Indexing Repositories
This page covers everything you need to configure, run, and maintain a code index with TeaRAGs.
Environment Variables
All code-vectorization settings are controlled via environment variables passed to the MCP server.
Indexing variables reference
| Variable | Description | Default |
|---|---|---|
INGEST_CHUNK_SIZE | Maximum chunk size in characters. Larger = more context per chunk; smaller = more granular search results. | 2500 |
INGEST_CHUNK_OVERLAP | Overlap between adjacent chunks in characters. Prevents loss of context at chunk boundaries. | 300 |
INGEST_ENABLE_AST | Use AST-aware chunking (tree-sitter) instead of line-based splitting. Preserves semantic boundaries like functions, classes, and methods. | true |
INGEST_ENABLE_HYBRID | Provision BM25 sparse vectors. Required to use the hybrid_search tool. | true |
EMBEDDING_TUNE_BATCH_SIZE | Chunks per embedding batch sent to the provider. Higher = throughput; lower = less memory. | auto |
TRAJECTORY_GIT_ENABLED | Enrich every chunk with git signals: recent committers (recent* family), live-line owners (blame* family), commit count, bug-fix rate, age, task IDs. Required for hotspots / techDebt / ownership / recentActivityConcentration / securityAudit / etc. presets.
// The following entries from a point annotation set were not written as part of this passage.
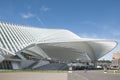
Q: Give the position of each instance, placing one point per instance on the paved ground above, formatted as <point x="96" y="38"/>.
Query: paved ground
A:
<point x="33" y="76"/>
<point x="75" y="75"/>
<point x="92" y="75"/>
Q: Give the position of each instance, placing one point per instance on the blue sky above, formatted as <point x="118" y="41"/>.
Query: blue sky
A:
<point x="87" y="18"/>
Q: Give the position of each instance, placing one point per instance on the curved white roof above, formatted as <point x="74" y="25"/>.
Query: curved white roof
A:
<point x="50" y="43"/>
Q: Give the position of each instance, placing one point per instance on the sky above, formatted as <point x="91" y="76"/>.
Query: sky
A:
<point x="99" y="19"/>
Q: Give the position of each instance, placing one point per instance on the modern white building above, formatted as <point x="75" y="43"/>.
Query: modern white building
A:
<point x="20" y="43"/>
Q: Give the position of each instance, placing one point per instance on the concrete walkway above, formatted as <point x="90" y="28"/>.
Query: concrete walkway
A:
<point x="92" y="75"/>
<point x="33" y="76"/>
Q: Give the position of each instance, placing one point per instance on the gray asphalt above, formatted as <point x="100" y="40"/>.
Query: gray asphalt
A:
<point x="92" y="75"/>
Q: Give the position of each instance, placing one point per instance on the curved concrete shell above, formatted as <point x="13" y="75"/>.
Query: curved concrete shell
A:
<point x="50" y="43"/>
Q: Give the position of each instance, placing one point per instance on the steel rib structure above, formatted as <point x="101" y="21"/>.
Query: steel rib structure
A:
<point x="50" y="43"/>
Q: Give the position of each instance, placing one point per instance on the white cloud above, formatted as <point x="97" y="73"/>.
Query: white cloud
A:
<point x="41" y="22"/>
<point x="89" y="22"/>
<point x="115" y="33"/>
<point x="27" y="15"/>
<point x="44" y="9"/>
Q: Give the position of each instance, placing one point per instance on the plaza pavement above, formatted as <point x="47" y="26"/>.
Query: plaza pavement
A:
<point x="74" y="75"/>
<point x="92" y="75"/>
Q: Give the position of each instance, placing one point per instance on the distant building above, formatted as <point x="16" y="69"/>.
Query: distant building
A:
<point x="25" y="47"/>
<point x="116" y="60"/>
<point x="103" y="63"/>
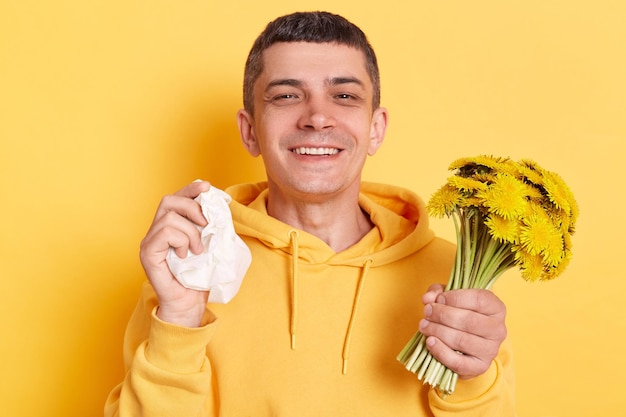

Silently skipped for non-git directories. | true |
Legacy names (CODE_CHUNK_SIZE, CODE_CHUNK_OVERLAP, CODE_ENABLE_AST, CODE_ENABLE_HYBRID, CODE_BATCH_SIZE, CODE_ENABLE_GIT_METADATA) still work as fallbacks but are deprecated.
Per-index overrides (pass to index_codebase directly instead of env):
extensions: string[]— e.g.,[".proto", ".graphql", ".prisma"]ignorePatterns: string[]— e.g.,["**/*.generated.ts", "**/dist/**"]
See also the full Configuration Variables page for embedding, Qdrant batch pipeline, and performance variables.
How Chunking Works
TeaRAGs splits source files into chunks — self-contained code fragments that become individual vectors in the search index. The chunking strategy directly affects search quality: well-bounded chunks return precise, meaningful results; poorly split chunks return noisy, incomplete fragments.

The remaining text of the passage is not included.